Instabilità targata USA

Gli Stati Uniti guidati dal presidente Trump sono oggi fonte di instabilità, a livello sia politico sia economico. Dopo molti decenni in cui gli USA, fossero condotti da repubblicani o da democratici, sono stati in sostanza un punto di riferimento che dava stabilità all’intero Occidente, si assiste ora a un cambiamento radicale. Pur tra alti e bassi e pur tra accordi e divergenze sui singoli capitoli, gli Stati Uniti sono stati sin qui l’alleato maggiore, con cui qualche volta si può discutere ma che comunque sui fattori fondamentali alla fine dà condivisione e certezze. Questo quadro del passato è ora fortemente intaccato dalla linea di Trump. Vediamo qui il versante economico. Al di là di quelle che saranno le percentuali definitive, i dazi rivolti contro il resto del mondo, dunque anche contro gli alleati, non solo danneggeranno i commerci e la crescita economica a livello mondiale (USA inclusi), ma anche introdurranno incertezze sulle prospettive. Un’Amministrazione americana che impone oggi tali barriere economiche, per di più con continui mutamenti sui numeri e sulle date, domani cosa potrebbe ancora combinare? Si sa che alle economie e ai mercati l’incertezza non piace, ma le conseguenze della linea di Trump portano appunto maggiore incertezza.

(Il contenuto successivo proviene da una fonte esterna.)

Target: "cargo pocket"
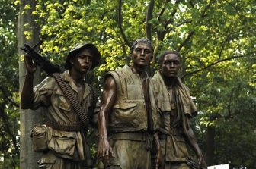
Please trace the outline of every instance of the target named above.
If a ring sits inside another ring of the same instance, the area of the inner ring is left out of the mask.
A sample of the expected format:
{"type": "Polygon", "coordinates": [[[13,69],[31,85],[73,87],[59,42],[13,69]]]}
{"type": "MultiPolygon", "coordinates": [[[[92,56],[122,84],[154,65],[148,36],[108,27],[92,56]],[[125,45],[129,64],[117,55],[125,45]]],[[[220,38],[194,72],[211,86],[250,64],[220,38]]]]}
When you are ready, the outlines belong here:
{"type": "Polygon", "coordinates": [[[138,118],[137,103],[119,102],[113,107],[110,126],[114,127],[138,127],[140,121],[138,118]]]}
{"type": "Polygon", "coordinates": [[[187,143],[183,137],[175,136],[177,142],[177,157],[181,158],[188,157],[188,152],[187,149],[187,143]]]}
{"type": "Polygon", "coordinates": [[[48,132],[45,125],[36,124],[31,130],[30,137],[32,138],[34,151],[39,152],[45,152],[48,149],[48,132]]]}
{"type": "Polygon", "coordinates": [[[53,130],[48,147],[54,152],[71,158],[74,155],[75,142],[75,133],[53,130]]]}
{"type": "Polygon", "coordinates": [[[43,154],[42,158],[37,161],[38,167],[40,169],[51,169],[56,159],[55,155],[50,152],[43,154]]]}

Anche una volta fatti i necessari accordi (eufemismo, perché si tratta di un’offensiva USA), resterà la spada di Damocle di altre eventuali richieste americane. I conti pubblici degli Stati Uniti sono un rischio per loro e, in parte, per i mercati più in generale. Il debito pubblico degli USA, secondo il Fondo monetario internazionale, quest’anno è al 122% del PIL e, senza reali cambiamenti di rotta, potrebbe essere al 128% nel 2030. Per dare un’idea, l’Eurozona ha quest’anno l’88% e potrebbe avere il 92% tra cinque anni; la Svizzera ha ora il 36% e potrebbe essere al 32% nel 2030. C’è stato un tempo in cui il debito pubblico americano non era una preoccupazione, ma vari presidenti hanno lasciato che si gonfiasse e ora Trump anche nel suo secondo mandato sembra voler accelerare lungo questa strada. La narrazione secondo cui la ripresa economica e gli introiti dei dazi porterebbero a una riduzione significativa del debito per ora non ha basi solide: la crescita economica 2025-26 negli USA è prevista in rallentamento e anche gli incassi legati ai dazi, per quanto considerevoli, non potranno da soli far invertire la rotta.
Quello che sta succedendo nel frattempo è che i titoli di Stato americani, pur restando importanti, sono un po’ meno richiesti di prima. E se i conti degli USA portassero a forti turbolenze su questi titoli, ci sarebbero riflessi anche per i mercati internazionali, costretti ad affrontare loro malgrado cambiamenti non facili sul versante delle obbligazioni pubbliche della maggiore economia mondiale. Il dollaro americano è debole non solo perché Trump lo vuole così, ma anche perché l’economia e il bilancio pubblico degli Stati Uniti suscitano timori tra gli investitori. La moneta bassa facilita l’export ma rende più caro l’import, su cui già pesano i dazi. L’inflazione americana è un’incognita, proprio perché l’effetto congiunto di dazi e dollaro debole potrebbe farla salire ancora; in aprile era al 2,3%, in maggio al 2,4%, in giugno al 2,7%, vedremo cosa accadrà nei prossimi mesi. Trump attacca Jerome Powell, presidente della Federal Reserve, perché vuole che abbassi i tassi di interesse, in modo da pagare meno il debito e da fornire più supporto all’economia USA. Ma la Fed sin qui ha resistito, anche perché vede molto bene il pericolo, con tassi più bassi, di un’inflazione molto più alta. Può darsi che prima o poi Trump siluri Powell, ma in quel caso certo non avrà fatto un buon servizio né agli Stati Uniti né al resto del mondo. L’autonomia delle banche centrali nei sistemi democratici è preziosa. Andare contro questa autonomia significa creare altre incertezze, altra instabilità.